Tuesday 11 October 2016

"We know what we are, we know not what we may be"

While it is all in the cycle of things, it can also be a matter of imaginations. The imagination of a new beginning is celebrated with the metaphorical arrival of the Goddess with her family in the earthly domain. The imagination of the end of a cycle is perpetuated by the bisarjan  of the same Goddess and her family into the rivers. The holiness is part of the imagination. The godliness is part of the imagination. It is pure imagination that makes you believe that the burning of the effigy of the Ravana is the beginning of the end of evil. It is imagination that powers the images of the Goddess and her said family, and, that of Ravana. 

The last time we went to the doctor for a check-up of our little man, the one thing she asked among others was if the little man participated in imaginary play. Imaginary play is an important part of the mental growth of a child. The little man stays busy with imaginary cooking with his cars and the freshly bought vegetables. He cleans the house with anything cylindrical, imagining it to be the broom. His cars enter imaginary tunnels and emerge from them equally magically. His cars are fed with milk in imaginary bottles and are put to sleep each night. The magic wand of imagination has touched him. 

As a child, i exercised my imagination to the fullest. i had an imaginary friend with whom i shared my thoughts. It was a happy sort of imagination. The line between imagination and reality was clearly marked. It was in the final school years that i started believing that i could read people's thoughts and heard them say things. The voices were clearly heard and there was no reason to disbelieve them. 

They told me how worthless my life was and how much excess i was blessed with. The subscriptions to magazines i read were a waste for my family, they said. The art class i enrolled in was better off without me, they said. They were the voices i heard. They were the voices i believed in. It was the voices that was the first sign of my illness. My auditory hallucinations, along with my belief that i was to be harmed were diagnosed as preemptive symptoms of schizophrenia. It was with my family's support that i was kept under medicines and continuous supervision. i look back to those days with thankfulness. 

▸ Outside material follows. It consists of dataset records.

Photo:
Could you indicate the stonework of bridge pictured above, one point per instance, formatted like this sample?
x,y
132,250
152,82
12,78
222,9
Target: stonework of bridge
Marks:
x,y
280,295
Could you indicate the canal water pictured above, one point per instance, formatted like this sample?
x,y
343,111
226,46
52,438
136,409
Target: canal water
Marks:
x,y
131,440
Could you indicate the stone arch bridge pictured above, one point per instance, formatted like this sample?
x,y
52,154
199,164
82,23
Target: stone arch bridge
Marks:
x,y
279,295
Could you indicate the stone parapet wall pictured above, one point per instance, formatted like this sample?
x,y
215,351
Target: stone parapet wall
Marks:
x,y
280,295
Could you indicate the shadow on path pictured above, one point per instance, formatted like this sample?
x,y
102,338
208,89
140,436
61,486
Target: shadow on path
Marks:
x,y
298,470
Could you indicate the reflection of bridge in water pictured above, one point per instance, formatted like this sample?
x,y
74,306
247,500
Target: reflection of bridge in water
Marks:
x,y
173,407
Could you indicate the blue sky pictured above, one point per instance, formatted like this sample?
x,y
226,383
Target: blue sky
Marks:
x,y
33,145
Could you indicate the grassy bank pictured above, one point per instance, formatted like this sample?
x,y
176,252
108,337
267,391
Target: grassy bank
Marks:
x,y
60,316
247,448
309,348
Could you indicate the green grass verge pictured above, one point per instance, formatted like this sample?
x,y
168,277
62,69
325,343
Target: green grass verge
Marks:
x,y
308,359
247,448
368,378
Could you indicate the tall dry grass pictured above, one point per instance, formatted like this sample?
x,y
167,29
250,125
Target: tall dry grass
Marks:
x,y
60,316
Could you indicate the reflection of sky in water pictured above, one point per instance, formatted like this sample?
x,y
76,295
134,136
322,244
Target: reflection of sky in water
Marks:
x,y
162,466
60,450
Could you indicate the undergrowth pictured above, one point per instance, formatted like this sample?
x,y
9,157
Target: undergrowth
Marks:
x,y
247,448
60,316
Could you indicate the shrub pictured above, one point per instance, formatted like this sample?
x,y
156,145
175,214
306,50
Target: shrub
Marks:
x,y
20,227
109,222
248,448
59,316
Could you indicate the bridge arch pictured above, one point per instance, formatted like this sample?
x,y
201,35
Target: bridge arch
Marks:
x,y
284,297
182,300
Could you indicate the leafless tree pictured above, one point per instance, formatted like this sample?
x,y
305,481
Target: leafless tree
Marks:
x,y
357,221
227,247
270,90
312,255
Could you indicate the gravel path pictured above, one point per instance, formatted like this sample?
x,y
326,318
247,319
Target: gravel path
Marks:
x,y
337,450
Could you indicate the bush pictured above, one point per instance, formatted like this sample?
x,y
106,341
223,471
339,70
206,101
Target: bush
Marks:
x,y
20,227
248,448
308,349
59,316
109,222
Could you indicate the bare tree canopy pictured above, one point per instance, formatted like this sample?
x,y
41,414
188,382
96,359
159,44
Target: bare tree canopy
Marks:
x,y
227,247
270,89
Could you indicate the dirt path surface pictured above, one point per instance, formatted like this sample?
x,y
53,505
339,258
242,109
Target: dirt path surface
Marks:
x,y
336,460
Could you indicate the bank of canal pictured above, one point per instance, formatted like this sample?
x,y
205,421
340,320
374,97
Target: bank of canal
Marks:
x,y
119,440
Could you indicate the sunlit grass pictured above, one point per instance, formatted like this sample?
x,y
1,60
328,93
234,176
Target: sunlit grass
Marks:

In the scheme of things, there is one individual, besides my dear doctor uncle, who helped me get back to life. He is Professor Somnath Bhattacharya, a retired Professor of Psyhcology in the University of Calcutta. What he did was put me through exercises of mindfulness. Our sessions included discussing the Gita, the Upanisads, listening to music and discussing dream sequences that i had. 

As i see my little man imagining a world of things, i only hope that he does them mindfully. Asking it from a two year old is possibly crazy, but i truly wish he learns to play mindfully, that he learns to live mindfully. The walking on the thin line between imagination and reality that i had experienced, i wish not for him. But the awareness of that line may be a worthwhile lesson learnt. 

*the title of the post is a quote from William Shakespeare's Hamlet.